Bullion Bulletin: The receding pivot
| By Gary Mead | 0 Comments

Those hoping for the arrival of the long-discussed Fed ‘pivot’ (a reversal of the US central bank, the Federal Reserve’s, policy of ever-higher interest rates) will be disappointed, following publication of the minutes of December’s Federal Reserve policy meeting.
In the past, higher interest rates have tended to depress demand for gold (and hence lower its Dollar price) as gold bears no interest. Thus the outlook for 2023 of further Fed interest rate rises, if past precedent was followed, ought to weigh on the Dollar gold price. And yet, and yet…
Confronted by inflation rates rocketing to a 40-year high last year, the Fed has determined to cool the US economy; in 2022, it thus raised benchmark lending rates seven times, taking them to 4.25%-4.50%, the highest since 2007. Given that the labour market is still running hot – 1 .7 jobs were available for every unemployed person in October – the Fed’s policymakers still fear inflation more than recession.
The minutes reveal that Fed policymakers believe “a restrictive policy stance would need to be maintained” until clearer and more decisive evidence that inflation is on a sustained downward path. None of the participants in the meeting thought it appropriate to begin reducing the federal funds rate target in 2023. The Federal Reserve expects higher interest rates to remain in place for “some time”, as it continues to see inflation as the major threat to the American economy, despite increasing fears over a potential recession.
US consumer prices rose at an annualized rate of 7.1% in November, the lowest in 15 months and against what may be the peak, of 9.1%, in June. The next consumer price index figure, for December, will be published on 12 January. However, even though inflation is slowing in the US it is still currently more than three-and-a-high times higher than the Fed’s ‘target’ of 2%/year. The ‘terminal’ rate – the point at which the rate will come to rest before the Fed starts reducing rates – is now expected to settle some time in 2023 at around 5%.
And yet after the minutes were published gold reached its highest in seven months; investors seem eager to sniff even the faintest scent of a ‘terminal’ point. Back in March 2020 the federal funds rate was 0%-0.25%; 2022 was the year when the Fed started raising interest rates and US Treasury Bills became relatively more attractive for investors. Even as the fed funds rate climbed in 2022 the Dollar gold price kept its head up – over the year it made a modest gain of 1.6%.

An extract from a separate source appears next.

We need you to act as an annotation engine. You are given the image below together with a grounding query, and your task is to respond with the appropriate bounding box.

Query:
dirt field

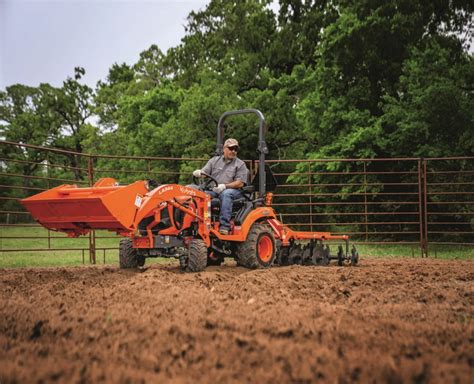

If the Fed continues to tighten monetary policy too far the risk is that a recession will happen. High levels of government debt – $31.5 trillion in the US for example – means that higher interest rates are as painful for governments as mortgage-holders. US interest payments last year were probably around $399 billion and could triple over the coming decade. Even at the historically low 4.50%, the US is forced to pay money that could be much more useful elsewhere. A commodity analyst at UBS reckons that “it’s too early to call for a Fed pivot… it’s not yet time to buy gold… in 2023 there will be a period where it’s interesting to buy gold when the market starts to smell that the Fed will cut interest rates”.
At Glint, we make every effort to demonstrate a balanced conversation between gold, crypto and fiat currencies when it comes to purchasing power and, while we strongly believe that gold is the fairest and most reliable currency on the planet, we need to point out that it isn’t 100% risk free. While we have seen a steady increase over time, the value of gold can fall, which means that its purchasing power can also decline.